2. Pemupukan Pemupukan tanaman dapat juga dilakukan terutama diareal yang kurang subur. Pupuk yang dapat digunakan untuk pemupukan adalah pupuk kandang atau pupuk buatan seperti NPK, KCL dan Fosfat. IX-10
3. Pengendalian Hama dan Penyakit Manajemen hama dan penyakit perlu dilakukan terutama jenis-jenis tanaman yang ditanam secara monokultur. Kegiatan yang bisa dilakukan dengan menggunakan insektisida, herbisida, predator dan peralatan lainnya. 4. Pengamanan Terhadap Kebakaran Kebakaran hutan adalah bahaya yang paling ditakuti oleh petani. Bahaya kebakaran umumnya terjadi pada mujsim kemarau.
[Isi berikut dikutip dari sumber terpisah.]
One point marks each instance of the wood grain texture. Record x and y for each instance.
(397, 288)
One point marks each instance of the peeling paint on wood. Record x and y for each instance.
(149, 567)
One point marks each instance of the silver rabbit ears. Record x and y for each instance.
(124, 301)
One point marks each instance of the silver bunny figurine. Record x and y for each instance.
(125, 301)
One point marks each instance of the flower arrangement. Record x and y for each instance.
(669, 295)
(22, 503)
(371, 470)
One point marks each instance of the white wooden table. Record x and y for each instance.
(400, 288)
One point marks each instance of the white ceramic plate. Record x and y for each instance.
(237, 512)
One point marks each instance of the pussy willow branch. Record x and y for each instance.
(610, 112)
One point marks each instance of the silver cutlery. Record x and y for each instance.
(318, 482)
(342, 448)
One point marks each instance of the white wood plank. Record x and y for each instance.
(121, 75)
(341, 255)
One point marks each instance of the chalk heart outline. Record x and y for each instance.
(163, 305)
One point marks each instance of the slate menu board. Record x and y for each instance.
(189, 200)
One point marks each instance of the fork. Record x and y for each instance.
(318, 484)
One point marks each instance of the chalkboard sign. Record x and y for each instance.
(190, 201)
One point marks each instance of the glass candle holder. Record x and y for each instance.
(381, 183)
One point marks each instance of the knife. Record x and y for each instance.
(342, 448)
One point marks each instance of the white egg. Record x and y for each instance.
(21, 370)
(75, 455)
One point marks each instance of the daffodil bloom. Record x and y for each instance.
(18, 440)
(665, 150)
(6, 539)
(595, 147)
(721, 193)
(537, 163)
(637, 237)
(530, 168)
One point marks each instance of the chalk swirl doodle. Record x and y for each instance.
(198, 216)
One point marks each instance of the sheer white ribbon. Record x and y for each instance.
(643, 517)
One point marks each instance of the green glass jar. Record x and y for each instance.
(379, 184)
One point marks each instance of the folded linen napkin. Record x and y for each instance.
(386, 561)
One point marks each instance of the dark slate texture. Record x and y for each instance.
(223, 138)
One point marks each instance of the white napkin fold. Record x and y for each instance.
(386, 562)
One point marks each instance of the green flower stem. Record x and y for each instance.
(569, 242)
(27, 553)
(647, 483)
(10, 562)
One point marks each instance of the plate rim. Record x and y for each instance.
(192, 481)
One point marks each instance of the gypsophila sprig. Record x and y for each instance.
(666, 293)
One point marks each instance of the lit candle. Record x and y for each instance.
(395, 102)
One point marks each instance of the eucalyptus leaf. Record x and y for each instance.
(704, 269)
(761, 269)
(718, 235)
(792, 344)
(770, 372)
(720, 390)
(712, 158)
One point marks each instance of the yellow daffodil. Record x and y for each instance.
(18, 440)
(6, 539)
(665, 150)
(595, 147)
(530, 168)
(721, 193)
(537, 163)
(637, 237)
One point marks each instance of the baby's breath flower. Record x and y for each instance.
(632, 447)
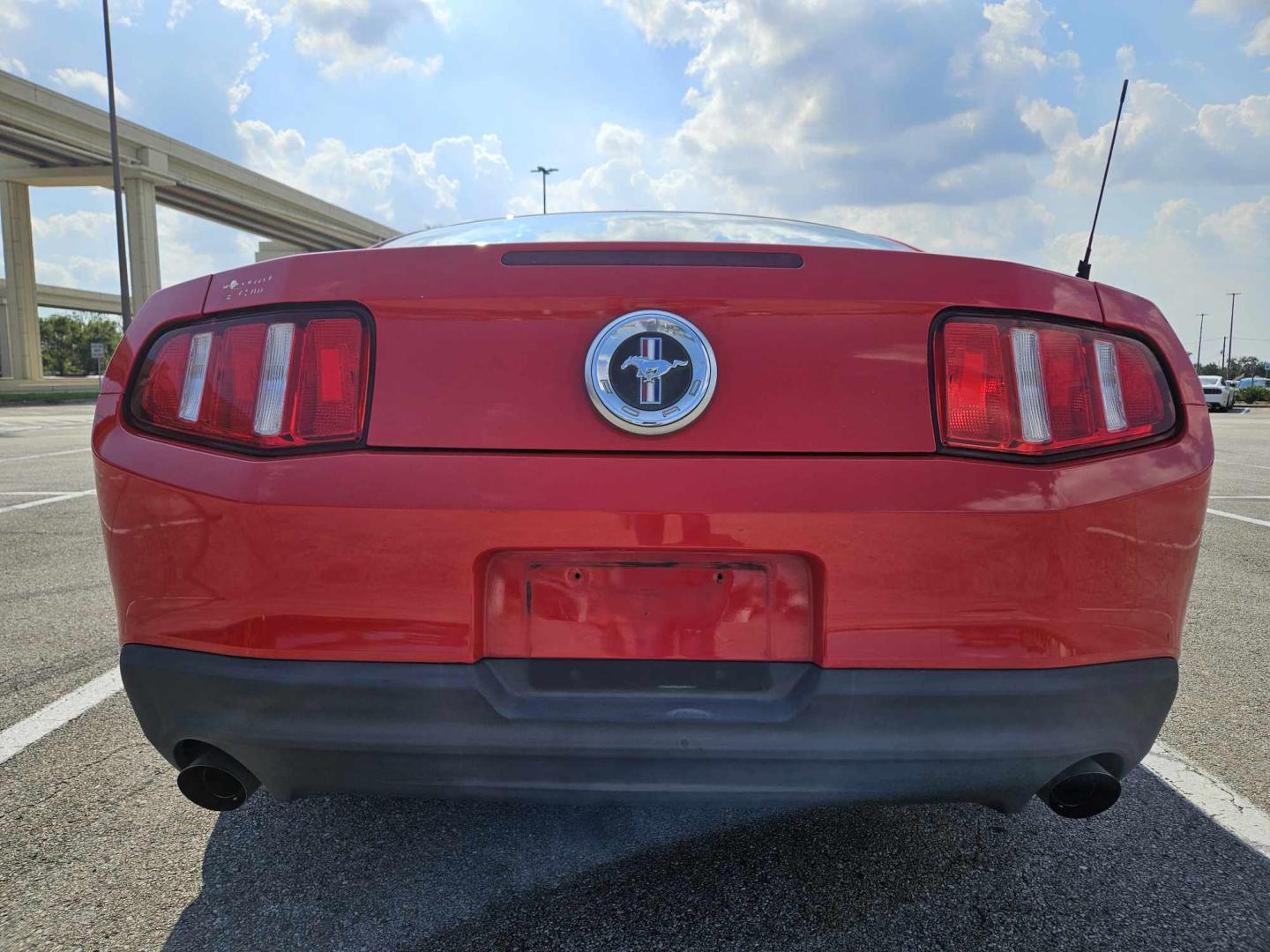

Untuk mencegah bahaya kebakaran perlu diciptakan sistem pengamanan oleh kelompok tani dan untuk mencegah menjalarnya api lebih luas lagi, maka di sekeliling areal pembuatan tanaman dengan sistim silvikultur intensif dibuat sekat bakar. B. Organisasi Pelaksana 1. Penyelenggaraan pembuatan tanaman percontohan dalam rangka GN RHL/Gerhan adalah Balai Pengelolaan DAS. 2. Dalam pelaksanaannya Balai Pengelolaan DAS bekerjasama dengan Perguruan Tinggi/Badan Litbanghut / Balai Penelitian Kehutanan setempat. 3. Pelaksana pembuatan tanam, pemeliharaan dan perlindungan tanaman adalah kelompok tani masyarakat setempat. 4. Pendamping kelembagaan adalah Lembaga Swadaya Masyarakat 5. Pendamping teknis lapangan adalah penyuluh kehutanan lapangan. C. Hasil Kegiatan Terdapatnya suatu unit tanaman percontohan yang sehat pada suatu luasan tertentu sesuai dengan rancangan teknis yang telah ditetapkan dan dikelola oleh kelembagaan kelompok tani. D. Pengeloaan Tanaman Hasil pembuatan tanaman dengan sistim silvikultur intensif berupa unit-unit tanaman dengan luasan tertentu yang dikelola oleh suatu kelembagaan kelompok tani untuk selanjutnya pada waktunya (setelah 3 tahun) diserah terimakan pembinaannya kepada Dinas Teknis yang menangani kehutanan di kabupaten yang bersangkutan.
IX-11
BAB IV PEMBINAAN DAN PENGENDALIAN A.
Pembinaan Jenis kegiatan pembinaan terdiri dari pembinaan teknis pembuatan tanaman percontohan dan pembinaan sosial kemasyarakatan kelompok tani peserta serta pembinaan kelembagaan. Pembinaan teknis dilaksanakan oleh Direktorat Jenderal RLPS, Dinas Propinsi dan Dinas Kabupaten yang menangani kehutanan secara rutin dan berkala. Pembinaan teknis lapangan dilaksanakan oleh serta penyuluh kehutanan lapangan secara rutin sesuai dengan kebutuhan. Sedangkan pembinaan sosial kemasyarakatan oleh Kepala Desa, Camat dan Bupati serta pembinaan kelembagaan oleh pendamping dan instansi terkait lainnya.
B.
Pengendalian Kegiatan pengendalian dilakukan melalui pemantauan/monitoring, penilaian dan dituangkan dalam bentuk pelaporan yaitu laporan bulanan, semesteran dan tahunan. Mekanisme pelaporan dilaksanakan sesuai dengan Pedoman Pelaporan Gerakan Nasional Rehabilitasi Hutan dan Lahan.
IX-12
BAB V PENUTUP
Petunjuk pelaksanaan ini merupakan arahan yang harus diacu dalam penyelenggaraan pembuatan tanaman dengan sistim silvikultur intensif unngulan pada kegiatan Gerakan Nasional Rehabilitasi Hutan dan Lahan (GN RHL/Gerhan) yang memuat antara lain perencanaan, pelaksanaan penanaman, pemeliharaan, pengembangan kelembagaan, pengelolaan, pembinaan dan pengendalian. Diharapkan petunjuk pelaksanaan ini dapat dipedomani dengan sebaik-baiknya oleh semua pihak yang terkait guna kelancaran dan keberhasilan penyelengaraan pembuatan tanaman dengan sistim silvikultur intensif.